Um piparote vigoroso numa caixa de ritmos e logo um som se abre, como uma onda, juntando-se ao restolhar das folhas das árvores batidas pela nortada fresca do final de tarde em Espinho. Espalhados sobre a relva, os espectadores aguardam, atentos, os desenvolvimentos daquele som ao qual se vão somando, sucessivamente, outros sons que emanam dos sintetizadores, da guitarra, do baixo, duns pequenos sinos coloridos ou da própria voz da artista. De súbito, sem sequer darmos por isso, embarcámos já numa viagem de cores e sons únicos, ao encontro de paisagens interiores feitas de lagos gelados ou de areias quentes que se esfumam no alto de dunas de vento batidas, de florestas sombrias povoadas por seres misteriosos ou de campos de flores coloridas e vivas que se abrem em alegres Primaveras. E pensamos que isto não está a acontecer!...
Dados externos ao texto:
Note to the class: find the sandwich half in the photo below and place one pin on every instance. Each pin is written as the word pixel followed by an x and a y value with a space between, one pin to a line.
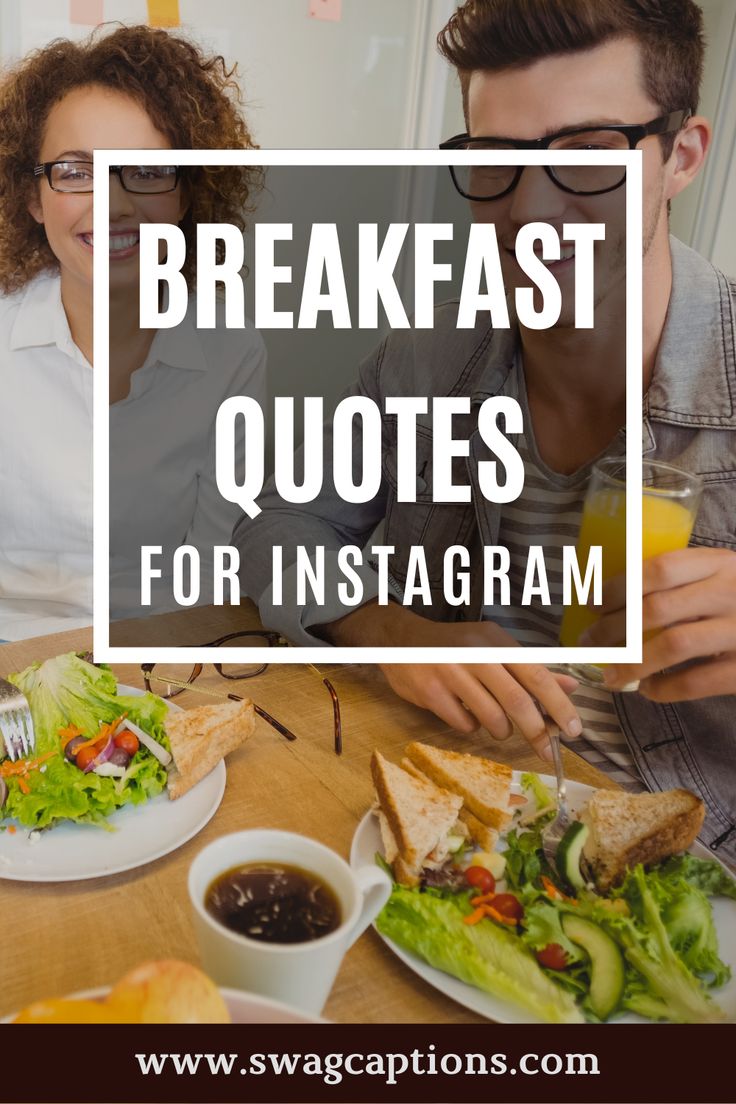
pixel 483 785
pixel 626 829
pixel 200 738
pixel 417 820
Falo de Débora Umbelino e do seu projecto, Surma, nome de ponta do panorama da nova música portuguesa e que ontem se apresentou em Espinho, no derradeiro dia da edição de 2018 do Festival Oito24. Uma apresentação que constituiu, na verdade, uma deliciosa surpresa, de tal maneira aquele corpo franzino e aquela voz de desenho animado impressionam pela harmonia e talento das suas composições. Mas para além da música – forte, densa, penetrante -, é impossível não nos deixarmos levar pela presença física da cantora, pela sua doçura num sorriso que se abre franco, pelo seu “malta, obrigada”, por um coração que se adivinha enorme e pela inocência contida onde cabe a materialização de muitos sonhos acumulados desde que, com cinco anos de idade, desejou ser baterista.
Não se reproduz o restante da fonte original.